記録的豪雨で深刻な被害を受けた地域のひとつが、大分県日田市の「小鹿田焼の里」です。災害を乗り越え、300年以上続く伝統的な技法を守っていくにはどうすればいいのか?現地を取材しました。
(糸永記者)「小鹿田焼の里に来ています。集落の上の林道なんですが、倒木でしたり道路にブルーシートがかぶせられていたりと至るところに被災の爪あとが残っています」
9軒すべての窯元が被災 今年も秋の「民陶祭」は中止
国の重要無形文化財「小鹿田焼」。その里として知られるのが日田市皿山地区です。7月10日、記録的豪雨に見舞われ、9軒全ての窯元が被災。4年ぶりに開催予定だった秋の「民陶祭」も中止になりました。

(窯元・柳瀬裕之さん)「当時土砂は60センチぐらい入ってまして、水はちょっと消えているんですけど、そこら辺まで入った状況」
6代続く窯元の柳瀬裕之さん。柳瀬さんは代々受け継がれてきた技法に欠かせない、土を砕くための「唐臼」を3つ所有していましたが、その1つが雨で流されました。さらにー。
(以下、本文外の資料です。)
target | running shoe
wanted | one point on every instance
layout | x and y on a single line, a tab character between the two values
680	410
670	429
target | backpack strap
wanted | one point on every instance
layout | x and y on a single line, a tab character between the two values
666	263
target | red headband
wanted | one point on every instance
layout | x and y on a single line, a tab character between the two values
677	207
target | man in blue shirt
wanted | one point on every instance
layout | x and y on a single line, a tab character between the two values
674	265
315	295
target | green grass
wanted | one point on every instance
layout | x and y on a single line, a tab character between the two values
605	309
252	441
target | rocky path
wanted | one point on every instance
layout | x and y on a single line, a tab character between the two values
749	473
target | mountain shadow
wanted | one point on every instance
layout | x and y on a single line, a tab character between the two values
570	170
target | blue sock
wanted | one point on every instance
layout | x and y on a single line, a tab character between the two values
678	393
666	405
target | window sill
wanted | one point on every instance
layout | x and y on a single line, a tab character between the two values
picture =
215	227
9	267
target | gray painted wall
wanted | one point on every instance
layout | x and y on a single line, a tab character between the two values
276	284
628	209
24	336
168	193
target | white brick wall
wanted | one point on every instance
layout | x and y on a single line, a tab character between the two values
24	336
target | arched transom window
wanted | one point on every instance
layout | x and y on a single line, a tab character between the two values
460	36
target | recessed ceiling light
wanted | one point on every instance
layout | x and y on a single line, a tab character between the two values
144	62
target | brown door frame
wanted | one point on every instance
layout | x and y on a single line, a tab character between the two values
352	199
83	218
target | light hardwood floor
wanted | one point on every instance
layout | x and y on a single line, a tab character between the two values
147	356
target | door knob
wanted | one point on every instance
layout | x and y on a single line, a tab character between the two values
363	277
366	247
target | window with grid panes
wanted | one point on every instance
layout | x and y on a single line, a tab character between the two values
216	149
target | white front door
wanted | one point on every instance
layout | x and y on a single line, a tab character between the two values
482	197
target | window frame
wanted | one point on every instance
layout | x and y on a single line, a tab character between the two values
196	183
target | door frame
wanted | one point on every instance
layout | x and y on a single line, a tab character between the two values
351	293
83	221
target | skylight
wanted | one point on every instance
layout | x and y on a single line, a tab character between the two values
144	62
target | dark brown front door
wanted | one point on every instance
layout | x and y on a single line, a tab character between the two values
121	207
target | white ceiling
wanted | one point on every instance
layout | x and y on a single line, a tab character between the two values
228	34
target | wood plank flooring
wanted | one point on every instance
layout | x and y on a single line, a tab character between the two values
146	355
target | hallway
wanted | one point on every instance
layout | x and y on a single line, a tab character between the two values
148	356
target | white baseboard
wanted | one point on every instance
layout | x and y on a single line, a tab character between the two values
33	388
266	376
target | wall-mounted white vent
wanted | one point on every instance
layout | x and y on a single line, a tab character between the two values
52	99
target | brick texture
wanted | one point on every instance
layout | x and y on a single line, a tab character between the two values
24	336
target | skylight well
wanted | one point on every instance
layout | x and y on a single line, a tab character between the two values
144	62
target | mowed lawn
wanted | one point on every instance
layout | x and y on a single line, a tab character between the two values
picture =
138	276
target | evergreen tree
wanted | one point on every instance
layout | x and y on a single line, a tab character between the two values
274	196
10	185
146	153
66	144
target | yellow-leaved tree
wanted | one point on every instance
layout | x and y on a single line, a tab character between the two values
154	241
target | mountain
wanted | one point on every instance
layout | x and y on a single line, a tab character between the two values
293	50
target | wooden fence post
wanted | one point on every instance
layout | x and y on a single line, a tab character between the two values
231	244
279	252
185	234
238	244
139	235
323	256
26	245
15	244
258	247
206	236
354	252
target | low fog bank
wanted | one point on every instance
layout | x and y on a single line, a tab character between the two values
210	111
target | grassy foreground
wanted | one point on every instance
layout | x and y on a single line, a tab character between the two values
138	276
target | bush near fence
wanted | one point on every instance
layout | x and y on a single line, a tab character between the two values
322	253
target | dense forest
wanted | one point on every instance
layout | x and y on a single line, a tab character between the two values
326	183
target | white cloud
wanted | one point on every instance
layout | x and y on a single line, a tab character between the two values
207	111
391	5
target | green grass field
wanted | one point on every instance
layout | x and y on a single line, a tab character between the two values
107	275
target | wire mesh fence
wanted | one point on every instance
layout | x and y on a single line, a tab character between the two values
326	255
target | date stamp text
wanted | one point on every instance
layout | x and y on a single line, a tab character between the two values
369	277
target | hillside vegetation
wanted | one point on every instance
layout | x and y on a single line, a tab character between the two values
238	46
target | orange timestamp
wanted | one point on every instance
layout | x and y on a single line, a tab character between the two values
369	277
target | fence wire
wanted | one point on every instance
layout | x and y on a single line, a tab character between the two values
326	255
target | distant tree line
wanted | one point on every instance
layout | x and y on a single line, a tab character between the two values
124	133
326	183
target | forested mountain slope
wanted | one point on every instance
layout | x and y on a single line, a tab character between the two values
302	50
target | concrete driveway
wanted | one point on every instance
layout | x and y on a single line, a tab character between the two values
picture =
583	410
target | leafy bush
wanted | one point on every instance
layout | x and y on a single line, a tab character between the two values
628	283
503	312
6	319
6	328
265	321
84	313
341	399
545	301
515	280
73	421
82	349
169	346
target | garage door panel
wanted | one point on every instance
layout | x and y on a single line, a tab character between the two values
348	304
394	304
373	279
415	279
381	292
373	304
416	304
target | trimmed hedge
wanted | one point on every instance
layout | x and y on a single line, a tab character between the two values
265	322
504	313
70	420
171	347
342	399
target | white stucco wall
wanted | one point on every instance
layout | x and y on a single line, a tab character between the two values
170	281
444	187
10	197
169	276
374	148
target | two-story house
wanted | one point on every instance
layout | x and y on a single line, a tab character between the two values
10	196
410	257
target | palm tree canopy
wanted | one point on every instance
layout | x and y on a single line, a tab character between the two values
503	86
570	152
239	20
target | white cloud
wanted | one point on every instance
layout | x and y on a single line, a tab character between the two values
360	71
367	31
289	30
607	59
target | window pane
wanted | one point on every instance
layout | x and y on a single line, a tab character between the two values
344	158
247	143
(窯元・柳瀬裕之さん)「上に行く道があって、上の倉庫がうちの薪小屋なんですけど、薪と機械は全部無事でしたが、この道が通れないと乾燥した薪が取りに行けない」

小鹿田焼は、2年間乾燥させた薪を燃料に焼き上げますが、近くにある2年に満たない薪の保管場所で、大規模な土砂崩れが発生し、確保するのが厳しい状態に。柳瀬さんは「自力ではどうすることもできない」と今後に不安を感じています。